You've opened up a can of worms here. Some good advice about slowing down your changes with lowering brush opacity and rate here.
But, there are more basic problems to discuss in this picture that occur again and again in portrait retouching. First, the job you did on the "bags" or circles under the eyes is good for a beginner, but, especially when working on a man or a "normal" woman (not a fashion shot with a beautiful model who has had her makeup airbrushed on to an otherwordly smoothness), your cloning here makes what I consider a common error; while you removed the offending eye bags, you also removed all skin texture and slightly changed the color and brightness of the affected areas. This also is the case when you clone out any other facial "fault." It is very hard and time consuming to add the skin texture back after removal and to keep the skin color, overall brightness and brightness "ramp" looking realistic, but it can be done with practice. Bringing it over, in modfied form, from other areas of the face using a combination of cloning and healing brushes usually works; sometimes more creative measures, like texture mapping, need to be taken.

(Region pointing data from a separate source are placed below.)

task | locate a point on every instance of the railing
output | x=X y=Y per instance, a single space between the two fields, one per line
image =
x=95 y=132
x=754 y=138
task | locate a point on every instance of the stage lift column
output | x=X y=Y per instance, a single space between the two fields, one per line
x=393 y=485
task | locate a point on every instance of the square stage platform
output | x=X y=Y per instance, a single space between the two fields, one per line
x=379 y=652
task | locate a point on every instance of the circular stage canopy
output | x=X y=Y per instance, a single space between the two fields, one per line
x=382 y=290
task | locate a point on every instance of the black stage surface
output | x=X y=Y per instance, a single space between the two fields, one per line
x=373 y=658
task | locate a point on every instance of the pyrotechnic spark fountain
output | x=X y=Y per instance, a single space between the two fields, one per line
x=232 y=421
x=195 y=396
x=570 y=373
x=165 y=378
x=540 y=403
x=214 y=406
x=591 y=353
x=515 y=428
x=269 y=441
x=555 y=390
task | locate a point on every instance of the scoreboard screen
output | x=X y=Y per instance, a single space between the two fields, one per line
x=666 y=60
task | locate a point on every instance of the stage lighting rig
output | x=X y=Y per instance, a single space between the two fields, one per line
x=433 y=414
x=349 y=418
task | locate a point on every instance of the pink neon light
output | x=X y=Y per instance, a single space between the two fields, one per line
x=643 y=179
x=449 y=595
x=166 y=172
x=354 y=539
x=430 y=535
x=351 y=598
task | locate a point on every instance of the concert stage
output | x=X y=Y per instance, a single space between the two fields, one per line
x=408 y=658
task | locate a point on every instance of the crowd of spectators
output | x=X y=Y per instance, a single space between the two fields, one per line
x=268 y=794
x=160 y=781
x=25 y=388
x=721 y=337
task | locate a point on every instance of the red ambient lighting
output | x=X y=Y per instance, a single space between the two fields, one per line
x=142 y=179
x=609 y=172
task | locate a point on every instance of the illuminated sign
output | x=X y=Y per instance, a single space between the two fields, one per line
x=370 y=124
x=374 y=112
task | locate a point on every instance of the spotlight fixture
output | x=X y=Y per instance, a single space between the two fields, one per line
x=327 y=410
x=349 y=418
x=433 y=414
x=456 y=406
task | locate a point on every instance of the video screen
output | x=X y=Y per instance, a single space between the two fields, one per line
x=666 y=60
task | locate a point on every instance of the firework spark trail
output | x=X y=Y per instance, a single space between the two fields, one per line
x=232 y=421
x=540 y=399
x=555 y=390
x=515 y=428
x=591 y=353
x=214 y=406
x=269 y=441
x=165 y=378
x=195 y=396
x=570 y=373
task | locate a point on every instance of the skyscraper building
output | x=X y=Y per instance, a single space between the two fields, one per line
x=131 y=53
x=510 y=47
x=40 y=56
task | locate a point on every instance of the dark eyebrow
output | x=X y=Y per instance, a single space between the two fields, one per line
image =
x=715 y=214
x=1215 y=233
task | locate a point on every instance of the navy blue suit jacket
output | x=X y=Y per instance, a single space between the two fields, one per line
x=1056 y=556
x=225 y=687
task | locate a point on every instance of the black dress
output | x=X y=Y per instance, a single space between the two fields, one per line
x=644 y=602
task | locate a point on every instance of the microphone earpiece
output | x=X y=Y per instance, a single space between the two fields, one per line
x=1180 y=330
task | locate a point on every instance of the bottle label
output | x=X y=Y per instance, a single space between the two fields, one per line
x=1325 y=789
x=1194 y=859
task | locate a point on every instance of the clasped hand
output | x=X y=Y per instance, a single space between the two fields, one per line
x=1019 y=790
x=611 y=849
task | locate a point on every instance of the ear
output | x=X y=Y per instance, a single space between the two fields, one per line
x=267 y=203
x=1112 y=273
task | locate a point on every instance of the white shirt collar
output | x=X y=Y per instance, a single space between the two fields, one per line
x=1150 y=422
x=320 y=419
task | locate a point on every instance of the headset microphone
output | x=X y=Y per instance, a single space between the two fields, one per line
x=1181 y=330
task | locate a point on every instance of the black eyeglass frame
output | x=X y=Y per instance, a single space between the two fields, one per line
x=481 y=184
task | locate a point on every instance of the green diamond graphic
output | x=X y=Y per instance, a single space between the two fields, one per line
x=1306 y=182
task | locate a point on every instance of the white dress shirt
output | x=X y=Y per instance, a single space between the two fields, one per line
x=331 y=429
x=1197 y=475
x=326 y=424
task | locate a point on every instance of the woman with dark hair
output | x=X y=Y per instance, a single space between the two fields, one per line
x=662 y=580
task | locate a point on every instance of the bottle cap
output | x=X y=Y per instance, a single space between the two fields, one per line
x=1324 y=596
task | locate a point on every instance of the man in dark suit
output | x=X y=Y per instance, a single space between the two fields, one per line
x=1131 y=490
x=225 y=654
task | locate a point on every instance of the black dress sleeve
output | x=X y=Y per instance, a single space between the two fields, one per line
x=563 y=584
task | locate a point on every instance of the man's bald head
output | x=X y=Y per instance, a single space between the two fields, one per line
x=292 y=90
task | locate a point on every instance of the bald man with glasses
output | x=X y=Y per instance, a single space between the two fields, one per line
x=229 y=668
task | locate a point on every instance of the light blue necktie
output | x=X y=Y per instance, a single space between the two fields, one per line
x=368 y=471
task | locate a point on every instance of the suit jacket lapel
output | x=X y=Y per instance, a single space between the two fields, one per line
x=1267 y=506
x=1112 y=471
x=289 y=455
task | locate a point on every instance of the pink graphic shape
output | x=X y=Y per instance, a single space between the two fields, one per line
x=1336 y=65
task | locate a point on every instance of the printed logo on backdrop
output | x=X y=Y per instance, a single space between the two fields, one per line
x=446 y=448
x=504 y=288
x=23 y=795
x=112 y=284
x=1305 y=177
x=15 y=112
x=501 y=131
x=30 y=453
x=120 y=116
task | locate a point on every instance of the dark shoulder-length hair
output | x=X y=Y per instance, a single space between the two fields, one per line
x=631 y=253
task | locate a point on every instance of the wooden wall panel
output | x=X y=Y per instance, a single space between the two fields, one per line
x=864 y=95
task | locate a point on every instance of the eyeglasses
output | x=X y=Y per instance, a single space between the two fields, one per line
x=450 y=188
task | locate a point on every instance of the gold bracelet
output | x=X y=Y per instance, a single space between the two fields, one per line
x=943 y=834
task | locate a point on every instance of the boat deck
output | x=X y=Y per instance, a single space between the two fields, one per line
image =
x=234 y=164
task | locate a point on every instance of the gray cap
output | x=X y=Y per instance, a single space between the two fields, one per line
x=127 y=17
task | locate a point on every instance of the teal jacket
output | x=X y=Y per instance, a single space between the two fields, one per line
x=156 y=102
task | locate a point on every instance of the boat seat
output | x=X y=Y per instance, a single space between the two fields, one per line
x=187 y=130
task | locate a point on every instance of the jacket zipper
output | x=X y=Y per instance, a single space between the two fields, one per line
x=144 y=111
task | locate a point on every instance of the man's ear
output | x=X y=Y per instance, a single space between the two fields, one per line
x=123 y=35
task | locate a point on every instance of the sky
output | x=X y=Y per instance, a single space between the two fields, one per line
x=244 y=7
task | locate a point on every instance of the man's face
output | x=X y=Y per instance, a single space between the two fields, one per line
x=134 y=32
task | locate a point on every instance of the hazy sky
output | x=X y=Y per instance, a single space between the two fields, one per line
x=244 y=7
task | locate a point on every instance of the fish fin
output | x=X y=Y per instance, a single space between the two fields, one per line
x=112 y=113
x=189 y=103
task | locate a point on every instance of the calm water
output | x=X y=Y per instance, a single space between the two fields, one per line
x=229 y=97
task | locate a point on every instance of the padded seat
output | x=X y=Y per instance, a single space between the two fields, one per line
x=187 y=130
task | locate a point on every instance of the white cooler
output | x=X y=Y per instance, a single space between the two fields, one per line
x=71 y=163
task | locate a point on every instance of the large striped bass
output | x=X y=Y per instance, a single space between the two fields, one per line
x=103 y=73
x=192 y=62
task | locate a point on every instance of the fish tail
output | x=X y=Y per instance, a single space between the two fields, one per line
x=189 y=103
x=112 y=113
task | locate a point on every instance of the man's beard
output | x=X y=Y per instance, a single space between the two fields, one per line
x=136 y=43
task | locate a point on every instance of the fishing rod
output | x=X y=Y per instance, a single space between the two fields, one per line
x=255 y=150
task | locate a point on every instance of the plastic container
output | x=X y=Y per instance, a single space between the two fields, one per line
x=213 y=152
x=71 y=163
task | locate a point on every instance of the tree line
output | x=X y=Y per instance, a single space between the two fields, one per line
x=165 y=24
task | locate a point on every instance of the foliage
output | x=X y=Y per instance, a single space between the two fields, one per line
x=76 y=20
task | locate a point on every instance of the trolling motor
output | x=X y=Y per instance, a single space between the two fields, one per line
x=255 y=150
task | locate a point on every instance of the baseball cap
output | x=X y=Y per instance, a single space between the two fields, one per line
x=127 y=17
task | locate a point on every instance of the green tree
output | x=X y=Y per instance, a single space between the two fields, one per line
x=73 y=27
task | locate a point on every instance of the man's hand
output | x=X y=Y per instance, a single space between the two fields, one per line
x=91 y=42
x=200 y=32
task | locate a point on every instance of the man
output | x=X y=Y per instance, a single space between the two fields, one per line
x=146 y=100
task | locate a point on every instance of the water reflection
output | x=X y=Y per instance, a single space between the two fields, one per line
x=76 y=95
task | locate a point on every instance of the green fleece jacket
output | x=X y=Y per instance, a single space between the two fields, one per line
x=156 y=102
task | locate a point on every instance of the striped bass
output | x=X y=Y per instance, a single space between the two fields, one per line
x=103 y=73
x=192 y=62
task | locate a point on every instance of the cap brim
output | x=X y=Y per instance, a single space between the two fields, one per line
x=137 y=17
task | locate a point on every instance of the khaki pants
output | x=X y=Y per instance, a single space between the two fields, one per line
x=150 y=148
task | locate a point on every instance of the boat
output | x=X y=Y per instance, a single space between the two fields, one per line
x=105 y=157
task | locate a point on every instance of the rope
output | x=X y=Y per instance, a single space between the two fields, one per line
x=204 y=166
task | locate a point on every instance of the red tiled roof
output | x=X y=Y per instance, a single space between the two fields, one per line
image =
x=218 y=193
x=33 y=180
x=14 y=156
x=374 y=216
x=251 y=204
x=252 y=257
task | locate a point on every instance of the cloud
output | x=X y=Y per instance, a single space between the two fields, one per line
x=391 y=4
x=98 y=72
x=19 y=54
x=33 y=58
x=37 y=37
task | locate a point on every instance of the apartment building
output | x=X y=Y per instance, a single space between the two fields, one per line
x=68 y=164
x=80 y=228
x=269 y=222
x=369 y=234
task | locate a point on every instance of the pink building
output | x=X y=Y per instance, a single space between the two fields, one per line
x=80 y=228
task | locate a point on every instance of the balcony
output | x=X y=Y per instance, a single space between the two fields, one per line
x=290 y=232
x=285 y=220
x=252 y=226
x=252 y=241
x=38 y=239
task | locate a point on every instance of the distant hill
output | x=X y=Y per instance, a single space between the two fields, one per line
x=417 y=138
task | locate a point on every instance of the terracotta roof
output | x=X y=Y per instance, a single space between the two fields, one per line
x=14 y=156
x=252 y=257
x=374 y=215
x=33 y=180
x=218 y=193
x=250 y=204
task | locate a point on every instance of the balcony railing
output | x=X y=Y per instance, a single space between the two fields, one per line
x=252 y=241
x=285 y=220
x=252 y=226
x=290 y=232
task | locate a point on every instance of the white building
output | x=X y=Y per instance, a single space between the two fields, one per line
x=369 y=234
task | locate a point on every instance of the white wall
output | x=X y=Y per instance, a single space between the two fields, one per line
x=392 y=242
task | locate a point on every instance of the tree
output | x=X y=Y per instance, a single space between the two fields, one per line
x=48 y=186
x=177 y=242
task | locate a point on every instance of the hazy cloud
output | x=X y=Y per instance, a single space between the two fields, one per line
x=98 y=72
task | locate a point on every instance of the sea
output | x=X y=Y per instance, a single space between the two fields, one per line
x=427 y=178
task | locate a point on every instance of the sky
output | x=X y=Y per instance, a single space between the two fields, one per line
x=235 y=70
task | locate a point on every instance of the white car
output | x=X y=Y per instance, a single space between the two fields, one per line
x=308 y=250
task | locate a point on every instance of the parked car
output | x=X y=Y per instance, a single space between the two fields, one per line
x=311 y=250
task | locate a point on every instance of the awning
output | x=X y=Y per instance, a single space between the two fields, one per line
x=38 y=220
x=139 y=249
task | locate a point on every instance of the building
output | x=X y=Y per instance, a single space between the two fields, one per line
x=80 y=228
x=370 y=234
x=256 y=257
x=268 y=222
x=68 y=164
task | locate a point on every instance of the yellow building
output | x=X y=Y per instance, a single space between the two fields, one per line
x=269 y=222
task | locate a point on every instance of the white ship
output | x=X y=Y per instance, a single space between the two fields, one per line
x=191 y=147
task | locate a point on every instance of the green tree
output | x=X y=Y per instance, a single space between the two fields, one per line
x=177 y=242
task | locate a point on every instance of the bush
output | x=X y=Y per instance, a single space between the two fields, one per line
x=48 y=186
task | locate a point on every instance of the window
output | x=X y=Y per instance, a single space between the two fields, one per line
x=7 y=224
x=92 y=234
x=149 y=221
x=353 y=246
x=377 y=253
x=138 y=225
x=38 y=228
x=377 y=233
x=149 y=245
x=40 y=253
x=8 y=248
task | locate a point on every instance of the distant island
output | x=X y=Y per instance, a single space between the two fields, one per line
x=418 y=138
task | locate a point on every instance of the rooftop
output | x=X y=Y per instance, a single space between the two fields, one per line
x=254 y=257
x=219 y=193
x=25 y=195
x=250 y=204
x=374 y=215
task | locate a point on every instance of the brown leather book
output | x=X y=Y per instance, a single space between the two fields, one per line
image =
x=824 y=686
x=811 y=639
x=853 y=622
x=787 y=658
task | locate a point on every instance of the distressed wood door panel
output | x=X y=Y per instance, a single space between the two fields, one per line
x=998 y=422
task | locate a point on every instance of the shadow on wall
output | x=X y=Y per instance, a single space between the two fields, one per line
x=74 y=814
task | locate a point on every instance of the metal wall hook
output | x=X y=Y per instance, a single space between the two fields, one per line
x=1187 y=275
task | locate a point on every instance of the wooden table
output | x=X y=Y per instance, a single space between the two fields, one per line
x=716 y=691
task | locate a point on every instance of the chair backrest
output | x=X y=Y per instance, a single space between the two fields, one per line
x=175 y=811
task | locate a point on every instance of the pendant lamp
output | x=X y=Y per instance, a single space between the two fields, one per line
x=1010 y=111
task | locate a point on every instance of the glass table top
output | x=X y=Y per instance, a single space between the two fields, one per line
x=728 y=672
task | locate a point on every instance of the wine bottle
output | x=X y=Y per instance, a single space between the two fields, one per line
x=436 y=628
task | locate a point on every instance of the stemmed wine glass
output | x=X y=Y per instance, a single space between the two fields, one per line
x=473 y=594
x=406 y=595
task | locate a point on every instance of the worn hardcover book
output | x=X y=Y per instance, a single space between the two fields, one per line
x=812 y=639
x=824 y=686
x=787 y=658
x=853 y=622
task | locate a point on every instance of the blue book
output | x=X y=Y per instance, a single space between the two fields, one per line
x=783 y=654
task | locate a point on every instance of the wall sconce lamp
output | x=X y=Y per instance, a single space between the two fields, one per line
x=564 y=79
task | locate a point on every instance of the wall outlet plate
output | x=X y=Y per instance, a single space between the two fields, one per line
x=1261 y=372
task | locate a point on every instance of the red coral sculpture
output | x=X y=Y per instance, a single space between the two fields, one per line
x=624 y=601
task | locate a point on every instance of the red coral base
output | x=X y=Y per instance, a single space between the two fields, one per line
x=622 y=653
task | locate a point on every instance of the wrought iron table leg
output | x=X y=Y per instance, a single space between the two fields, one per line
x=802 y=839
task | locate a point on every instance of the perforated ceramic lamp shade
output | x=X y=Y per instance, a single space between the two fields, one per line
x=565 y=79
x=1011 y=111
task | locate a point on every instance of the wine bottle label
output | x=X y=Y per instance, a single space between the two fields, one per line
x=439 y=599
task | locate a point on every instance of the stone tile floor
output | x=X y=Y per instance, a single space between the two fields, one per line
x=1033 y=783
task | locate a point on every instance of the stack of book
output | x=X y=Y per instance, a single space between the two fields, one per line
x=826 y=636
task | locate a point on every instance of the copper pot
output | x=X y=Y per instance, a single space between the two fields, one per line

Regarding the problems encountered with areas of border between hair ends and whatever is behind it, encountered when you try to remove "messy" hair from around the face, this is a tough one to which there is never an easy answer. The best resolution is, as has already been mentioned here, to shoot it better so as to avoid this issue entirely. If that's not possible, cloning and healing other hair areas to re-cover the problem areas that you've purposely partially over-removed, while sometimes difficult, can be done. The same is true of recreating the new and necessary hair end points; although recreating the superfine and random nature of the hair ends in places further inside the rest of the hair or on top of parts of the face or background is hard, it is do-able, but very time consuming. Extremely fine and careful color selection, and PS plug-ins that accomplish the same task with more control, are your best friends here, along with a superfine brush to sometimes create just a few mock hairs at a time. Also, one must keep in mind that the area of sharp focus is all over the place where your subjects hair needs to be moved or removed, and, when recreating it just a little bit more neatly, one must maintain the same look of approximate sharpness or softness of the original.
This is a lot to digest, and it is overkill for most jobs, but it is probably important to gain the skills necessary to be able to do this stuff, when and if called upon to do so. Most likely someone will probably expect this of you sometime, if you are doing this commercially, but whether or not they will be willing to pay for the time necessary to accomplish it is an awful subject best left to discuss at another itme.